GAFAが問う ルールの主導権

 4月。多くの人が入学したり就職したりと、新たな門出を祝う晴れがましい季節だ。同時に多くの人がそれぞれ新しい組織の一員として、学校なら校則に、企業なら就業規則や服務規程などの順守を義務付けられる。日ごろあまり意識しないが、私たちは法律や条例、さらには住んでいる地域のごみ出しの決まりまで、そこに「所属する」構成員として多くのルールに縛られて生活している。

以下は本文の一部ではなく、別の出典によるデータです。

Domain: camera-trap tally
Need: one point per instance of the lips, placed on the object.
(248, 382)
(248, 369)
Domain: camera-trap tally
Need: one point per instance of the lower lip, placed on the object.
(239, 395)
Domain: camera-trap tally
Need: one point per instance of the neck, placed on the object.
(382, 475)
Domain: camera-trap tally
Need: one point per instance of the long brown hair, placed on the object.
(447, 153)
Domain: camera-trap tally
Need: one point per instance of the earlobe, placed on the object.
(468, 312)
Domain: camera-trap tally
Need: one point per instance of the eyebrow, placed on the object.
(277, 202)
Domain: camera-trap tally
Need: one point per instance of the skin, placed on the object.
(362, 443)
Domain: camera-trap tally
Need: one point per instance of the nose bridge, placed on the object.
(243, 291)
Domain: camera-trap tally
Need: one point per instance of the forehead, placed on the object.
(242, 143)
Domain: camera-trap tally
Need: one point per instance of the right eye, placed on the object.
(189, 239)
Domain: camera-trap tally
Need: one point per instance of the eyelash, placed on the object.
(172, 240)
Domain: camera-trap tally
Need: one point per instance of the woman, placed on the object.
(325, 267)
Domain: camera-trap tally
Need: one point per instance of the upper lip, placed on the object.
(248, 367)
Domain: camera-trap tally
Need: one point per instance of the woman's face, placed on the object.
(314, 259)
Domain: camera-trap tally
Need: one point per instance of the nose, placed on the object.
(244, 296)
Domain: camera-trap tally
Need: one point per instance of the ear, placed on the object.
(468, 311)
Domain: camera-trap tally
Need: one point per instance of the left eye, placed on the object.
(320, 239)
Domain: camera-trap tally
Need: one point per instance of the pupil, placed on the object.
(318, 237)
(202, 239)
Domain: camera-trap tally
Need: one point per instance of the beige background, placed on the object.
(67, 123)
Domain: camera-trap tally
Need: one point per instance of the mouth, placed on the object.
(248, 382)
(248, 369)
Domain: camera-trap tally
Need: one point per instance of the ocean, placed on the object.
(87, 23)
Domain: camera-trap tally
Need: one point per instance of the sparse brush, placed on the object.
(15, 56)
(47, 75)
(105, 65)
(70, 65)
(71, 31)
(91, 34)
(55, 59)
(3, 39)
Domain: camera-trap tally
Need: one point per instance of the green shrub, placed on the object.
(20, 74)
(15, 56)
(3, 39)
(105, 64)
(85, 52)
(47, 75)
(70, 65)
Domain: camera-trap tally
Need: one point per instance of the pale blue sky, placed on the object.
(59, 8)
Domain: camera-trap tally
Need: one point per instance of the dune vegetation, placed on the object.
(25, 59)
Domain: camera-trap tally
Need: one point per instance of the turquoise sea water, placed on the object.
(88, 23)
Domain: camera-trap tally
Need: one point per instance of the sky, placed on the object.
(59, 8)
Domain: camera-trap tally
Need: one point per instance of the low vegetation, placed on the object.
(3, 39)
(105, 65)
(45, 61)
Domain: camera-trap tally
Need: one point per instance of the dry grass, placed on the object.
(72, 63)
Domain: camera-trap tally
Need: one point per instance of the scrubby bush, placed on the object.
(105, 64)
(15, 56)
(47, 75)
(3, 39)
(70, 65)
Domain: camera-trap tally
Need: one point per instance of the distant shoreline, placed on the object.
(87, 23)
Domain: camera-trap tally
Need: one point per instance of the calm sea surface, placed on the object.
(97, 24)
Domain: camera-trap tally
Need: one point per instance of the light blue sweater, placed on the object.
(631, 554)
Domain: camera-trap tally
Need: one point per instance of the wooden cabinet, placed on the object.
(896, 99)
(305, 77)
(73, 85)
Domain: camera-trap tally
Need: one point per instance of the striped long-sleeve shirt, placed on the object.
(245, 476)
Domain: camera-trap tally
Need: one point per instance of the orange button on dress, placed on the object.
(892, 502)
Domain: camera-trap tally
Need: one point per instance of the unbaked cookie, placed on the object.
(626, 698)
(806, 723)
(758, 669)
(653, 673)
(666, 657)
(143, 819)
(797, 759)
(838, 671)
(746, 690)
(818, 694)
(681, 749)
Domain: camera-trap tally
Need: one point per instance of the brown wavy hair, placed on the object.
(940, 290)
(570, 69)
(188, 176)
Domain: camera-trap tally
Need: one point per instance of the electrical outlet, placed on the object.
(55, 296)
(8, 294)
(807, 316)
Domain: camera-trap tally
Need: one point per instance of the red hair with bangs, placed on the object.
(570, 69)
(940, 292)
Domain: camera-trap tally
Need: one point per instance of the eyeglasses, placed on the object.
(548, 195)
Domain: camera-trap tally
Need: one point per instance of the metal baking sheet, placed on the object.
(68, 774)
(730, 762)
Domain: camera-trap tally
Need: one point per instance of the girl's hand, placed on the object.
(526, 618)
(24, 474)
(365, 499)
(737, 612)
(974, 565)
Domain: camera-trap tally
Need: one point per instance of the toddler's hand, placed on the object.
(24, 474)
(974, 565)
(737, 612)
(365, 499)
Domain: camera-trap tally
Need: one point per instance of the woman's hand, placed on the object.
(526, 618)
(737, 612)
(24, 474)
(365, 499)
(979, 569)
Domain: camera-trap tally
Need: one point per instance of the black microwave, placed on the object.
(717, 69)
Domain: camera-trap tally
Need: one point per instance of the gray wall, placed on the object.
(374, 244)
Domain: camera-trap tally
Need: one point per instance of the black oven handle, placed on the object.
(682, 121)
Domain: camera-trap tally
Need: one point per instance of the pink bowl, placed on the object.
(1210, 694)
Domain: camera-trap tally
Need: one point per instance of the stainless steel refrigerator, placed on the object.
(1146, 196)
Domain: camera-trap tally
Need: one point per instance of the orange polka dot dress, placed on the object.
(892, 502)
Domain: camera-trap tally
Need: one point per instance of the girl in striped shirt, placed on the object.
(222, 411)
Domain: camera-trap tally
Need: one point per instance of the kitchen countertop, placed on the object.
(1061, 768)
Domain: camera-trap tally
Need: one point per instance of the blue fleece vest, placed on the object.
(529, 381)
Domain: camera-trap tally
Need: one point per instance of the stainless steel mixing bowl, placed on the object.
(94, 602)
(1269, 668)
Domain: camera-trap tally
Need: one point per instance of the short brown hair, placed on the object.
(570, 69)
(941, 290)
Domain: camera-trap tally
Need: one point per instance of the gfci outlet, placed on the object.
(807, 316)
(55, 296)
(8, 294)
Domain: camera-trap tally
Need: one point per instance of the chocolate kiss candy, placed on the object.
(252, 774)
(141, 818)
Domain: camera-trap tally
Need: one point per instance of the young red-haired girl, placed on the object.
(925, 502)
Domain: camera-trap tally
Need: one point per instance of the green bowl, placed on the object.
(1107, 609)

 グーグル、アップル、フェイスブック、アマゾンの頭文字をとってGAFAと呼ばれる米国の巨大IT企業に対し、欧州連合(EU)など主要国がいま、さまざまなルール違反を問い詰めている。これは言い換えると、GAFAが作ったルールが契約という形で世界中のユーザーに適用され、国境を越えた規範性を持ち得るということだ。

 想像してみると面白い。米国のトランプ大統領、中国の習近平国家主席、ロシアのプーチン大統領の3人がもし、ある会員制交流サイト(SNS)を使って情報発信していたとする。3人がどう虚勢を張っても、そのSNSの利用規約には等しく縛られるし、違反すればアカウントを停止されるだろう。3国それぞれの法律も大統領令も、1民間企業が作ったルールを原則、乗り越えられない。

 フェイスブックの情報発信力を逆手にとってフェイクニュースを拡散させ選挙を操作するといった政治的陰謀が可能であることは、裏を返せば、こうしたプラットフォーマーがサービスの中身を変更し、規約を修正すれば、たちまちゲームの様相は変わってしまうことを意味する。議会の承認も法的な手続きも不要だ。いまや情報の公共インフラとも言えるGAFAのルールはネット社会の秩序を一夜にして塗り替えてしまう可能性がある。

 GAFAのルール違反は、ざっくり言うと、①独占禁止法②個人情報(プライバシー)保護③フェイクニュースや著作権侵害などコンテンツの管理④課税逃れの問題―の4点での攻防が繰り広げられている。

 直近の動きをみると、まず①については欧州委員会が3月20日、グーグルに約14億9千万ユーロ(約1900億円)の制裁金支払いを命じた。2006年から16年にかけてネット広告事業でEU競争法(独占禁止法)に違反したとの判断で、3回目の違反認定となる。

 ②の個人情報では、フェイスブックがユーザーの利用履歴などから最適と思われる広告を個別配信する「ターゲティング広告」の運用を見直すと発表した。求人や住宅売買、信用貸しの3分野で、個人の属性を絞り込む機能を制限し、批判に応える狙いだ。

 ④の課税問題は、経済協力開発機構(OECD)がGAFAを念頭に置いた対策を検討中だ。法人税率に最低水準を設けて低税率国での課税逃れを防いだり、「いいね!」の数など収益源となる無形資産に課税する根拠を求めたりする案が出ているという。

 GAFAの合計売上高は70兆円を超え、すでに日本の税収(約60兆円)を上回る規模だ。GAFA課税問題への取り組みは、彼らの富を株主と関係する国々とが再配分するという、壮大なルール変更作業でもある。